二
下午。写作课。文科楼201。顾城远今天穿了一件白色的亚麻衬衫,袖子挽到小臂,露出一截晒得均匀的手臂。他靠在讲台上,手里没有教案,没有书,只有一支笔。银框眼镜在日光灯下反射出冷白色的光。
“今天我们不讲技巧,不讲结构,不讲语言。
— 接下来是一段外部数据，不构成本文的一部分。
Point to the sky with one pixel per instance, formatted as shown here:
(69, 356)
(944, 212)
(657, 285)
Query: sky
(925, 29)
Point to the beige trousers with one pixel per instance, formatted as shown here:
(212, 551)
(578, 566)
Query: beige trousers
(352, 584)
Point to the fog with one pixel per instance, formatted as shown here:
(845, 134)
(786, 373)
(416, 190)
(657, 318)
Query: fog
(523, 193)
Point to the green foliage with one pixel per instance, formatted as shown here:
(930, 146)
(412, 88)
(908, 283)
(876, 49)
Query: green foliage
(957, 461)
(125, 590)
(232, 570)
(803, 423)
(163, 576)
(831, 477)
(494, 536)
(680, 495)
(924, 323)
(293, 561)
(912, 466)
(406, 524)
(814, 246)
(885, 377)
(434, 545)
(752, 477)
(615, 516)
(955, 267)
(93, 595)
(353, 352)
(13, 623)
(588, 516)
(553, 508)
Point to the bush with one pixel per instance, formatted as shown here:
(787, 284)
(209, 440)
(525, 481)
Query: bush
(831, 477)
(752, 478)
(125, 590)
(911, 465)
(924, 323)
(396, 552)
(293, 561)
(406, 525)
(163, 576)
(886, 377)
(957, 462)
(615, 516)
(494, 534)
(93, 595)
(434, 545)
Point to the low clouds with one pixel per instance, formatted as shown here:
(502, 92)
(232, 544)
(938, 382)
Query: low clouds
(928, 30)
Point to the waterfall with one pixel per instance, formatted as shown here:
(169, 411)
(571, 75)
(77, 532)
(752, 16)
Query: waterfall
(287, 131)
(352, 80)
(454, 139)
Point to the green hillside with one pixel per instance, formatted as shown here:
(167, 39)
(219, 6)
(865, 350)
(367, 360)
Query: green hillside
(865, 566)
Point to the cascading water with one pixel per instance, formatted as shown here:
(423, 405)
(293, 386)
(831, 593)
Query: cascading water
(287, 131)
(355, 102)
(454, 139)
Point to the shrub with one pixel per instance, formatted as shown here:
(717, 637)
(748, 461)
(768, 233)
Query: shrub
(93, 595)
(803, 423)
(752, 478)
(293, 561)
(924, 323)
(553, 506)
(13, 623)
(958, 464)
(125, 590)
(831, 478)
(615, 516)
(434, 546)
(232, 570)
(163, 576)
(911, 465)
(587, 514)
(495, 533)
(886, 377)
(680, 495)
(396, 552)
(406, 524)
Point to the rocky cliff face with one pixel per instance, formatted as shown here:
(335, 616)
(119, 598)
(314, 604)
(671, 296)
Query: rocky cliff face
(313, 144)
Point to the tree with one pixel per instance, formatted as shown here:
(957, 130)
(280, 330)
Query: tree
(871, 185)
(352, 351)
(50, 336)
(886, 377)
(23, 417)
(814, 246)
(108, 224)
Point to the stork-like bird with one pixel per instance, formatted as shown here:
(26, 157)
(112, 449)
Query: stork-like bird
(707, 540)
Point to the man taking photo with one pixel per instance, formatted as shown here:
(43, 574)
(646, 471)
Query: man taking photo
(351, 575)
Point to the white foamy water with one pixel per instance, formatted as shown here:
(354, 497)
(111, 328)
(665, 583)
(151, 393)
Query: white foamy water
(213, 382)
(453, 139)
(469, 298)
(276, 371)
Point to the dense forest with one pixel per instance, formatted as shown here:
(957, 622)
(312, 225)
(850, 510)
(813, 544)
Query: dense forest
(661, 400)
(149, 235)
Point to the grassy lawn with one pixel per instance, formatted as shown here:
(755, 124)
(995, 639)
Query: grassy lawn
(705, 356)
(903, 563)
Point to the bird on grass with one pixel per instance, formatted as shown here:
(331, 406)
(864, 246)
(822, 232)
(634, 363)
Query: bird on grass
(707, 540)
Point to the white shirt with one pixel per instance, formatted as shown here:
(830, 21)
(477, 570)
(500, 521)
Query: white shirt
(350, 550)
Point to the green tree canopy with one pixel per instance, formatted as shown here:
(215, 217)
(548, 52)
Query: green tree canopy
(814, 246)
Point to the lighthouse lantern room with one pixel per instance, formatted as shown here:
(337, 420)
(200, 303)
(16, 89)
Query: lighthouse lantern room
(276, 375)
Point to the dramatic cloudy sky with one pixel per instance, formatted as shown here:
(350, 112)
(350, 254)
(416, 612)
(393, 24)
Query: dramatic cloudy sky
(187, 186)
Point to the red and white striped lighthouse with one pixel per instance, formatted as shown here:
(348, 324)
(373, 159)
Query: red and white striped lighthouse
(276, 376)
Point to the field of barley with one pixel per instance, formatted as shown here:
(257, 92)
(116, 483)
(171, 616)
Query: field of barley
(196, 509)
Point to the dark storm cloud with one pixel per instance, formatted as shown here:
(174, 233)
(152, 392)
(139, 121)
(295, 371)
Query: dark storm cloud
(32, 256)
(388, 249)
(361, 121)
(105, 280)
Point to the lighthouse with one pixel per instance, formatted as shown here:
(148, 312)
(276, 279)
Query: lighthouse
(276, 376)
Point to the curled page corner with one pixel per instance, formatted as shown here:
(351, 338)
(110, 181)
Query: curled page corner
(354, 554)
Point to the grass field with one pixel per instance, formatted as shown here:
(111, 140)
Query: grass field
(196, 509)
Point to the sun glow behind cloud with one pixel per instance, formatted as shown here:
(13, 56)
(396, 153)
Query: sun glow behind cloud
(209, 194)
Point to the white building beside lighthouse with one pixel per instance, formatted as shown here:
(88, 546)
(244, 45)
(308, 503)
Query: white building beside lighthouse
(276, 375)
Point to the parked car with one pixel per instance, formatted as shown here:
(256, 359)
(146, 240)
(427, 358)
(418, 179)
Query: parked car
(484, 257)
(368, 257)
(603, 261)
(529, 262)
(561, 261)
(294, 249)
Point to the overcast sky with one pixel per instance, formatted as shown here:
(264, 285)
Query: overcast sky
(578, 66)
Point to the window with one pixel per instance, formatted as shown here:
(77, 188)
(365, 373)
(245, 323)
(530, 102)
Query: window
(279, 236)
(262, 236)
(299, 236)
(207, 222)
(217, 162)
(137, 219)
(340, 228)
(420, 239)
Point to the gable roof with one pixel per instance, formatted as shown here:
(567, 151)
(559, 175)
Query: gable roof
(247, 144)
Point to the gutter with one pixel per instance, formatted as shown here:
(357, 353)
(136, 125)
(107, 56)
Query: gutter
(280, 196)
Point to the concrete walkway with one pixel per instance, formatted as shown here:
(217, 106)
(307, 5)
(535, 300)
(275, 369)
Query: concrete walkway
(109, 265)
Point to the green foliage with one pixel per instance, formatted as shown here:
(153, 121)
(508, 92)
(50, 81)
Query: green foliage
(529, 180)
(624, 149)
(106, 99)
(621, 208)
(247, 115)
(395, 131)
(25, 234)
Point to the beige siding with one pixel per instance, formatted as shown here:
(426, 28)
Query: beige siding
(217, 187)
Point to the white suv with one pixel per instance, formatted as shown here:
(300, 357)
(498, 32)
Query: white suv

今天我们讲——‘为什么写’。在座的各位,谁来说说,你为什么要写作?不用举手,想说就说。”
教室里安静了。大概过了十秒,一个男生的声音从最后一排传来:“因为考试要考。”
顾城远笑了。不是那种“你在开玩笑我也在开玩笑”的笑,而是一种“你说的是实话但我还是要笑一下”的笑。“还有吗?”
另一个声音,女生,前排的,短发的戴黑框眼镜的——她上次写过“落叶的形状”那篇,词藻很华丽。“因为写作可以让我表达自己。”
“表达什么?”
“表达我的想法、我的感受、我看到的世界。”
“你的想法、感受、世界——别人不知道吗?”
“别人不知道。每个人的世界都不一样。”
“对。每个人的世界都不一样。所以你要写。不是为了告诉别人‘我的世界是这样的’,而是为了告诉自己——‘我的世界是这样的’。”
顾城远从讲台上直起身,开始在教室里慢慢踱步。他的步伐很慢,声音也不大,但每一个字都清清楚楚地落在教室的每一个角落。“写作是一种自我确认。你写下来,才知道自己是怎么想的。你不写,你的想法就是一团雾——飘在那里,抓不住,看不清。你写了,雾就凝成了水,水就汇成了河,河就流向了海。”
“你有没有一个非写不可的人?有没有一件非写不可的事?有没有一个非写不可的时刻?如果你有,你就有了写作的理由。如果你没有,就不要写。不要为了写而写。写你非写不可的。别的,不重要。”
邱莹莹的笔在纸面上停了。非写不可的人。她有。那个人姓蔡,叫蔡思达。她每天都在写他——他今天穿了什么颜色的衣服,他今天说了什么话,他今天笑了几次,他今天看了她几次。她不是“为了写而写”。她是“不写不行”。不写的话,那些碎片会散掉,会飞走,会像雾一样消失。她写了,碎片就留住了,就凝成了水,汇成了河,流向了海。她的海是深蓝色的——和他的伞一个颜色。
顾城远走到她的桌前,停了一下。他低头看了一眼她摊开的笔记本。笔记本上写着——“9月17日。下午。写作课。顾老师说,你有没有一个非写不可的人。我有。他叫蔡思达。我每天都在写他。不是因为我需要练习写作。是因为我不写他,我就会觉得这一天白过了。”
顾城远看了几秒,然后走开了。他什么也没有说。但他回到讲台上的时候,嘴角是弯的。
下课之后,邱莹莹把今天的笔记本纸撕下来——不对,她不是撕的,是用小刀裁的。她最近开始用小刀裁纸了,因为撕的边不整齐,折起来不好看。她把裁下来的纸折成一个很小的方块,塞进一个浅蓝色的信封里。信封上写着“蔡思达收”。没有邮编,没有地址,没有寄件人。她走到文科楼门口的时候,蔡思达已经站在那里了。他靠着墙壁,左手拿着手杖——手杖上还套着她送的那个深蓝色毛线套,右手拿着手机。看到她出来,他把手机放回口袋,把手杖换到右手。
“今天写了什么?”他问。
“你猜。”
“写了‘非写不可的人’。”
邱莹莹愣了一下。“你怎么知道?”
“顾城远上完第一节课去办公室休息的时候,我在走廊里碰到他。他跟我说‘你们班有个女生说她非写不可的人是你。’”蔡思达的目光落在她手里的浅蓝色信封上,“就是这个?”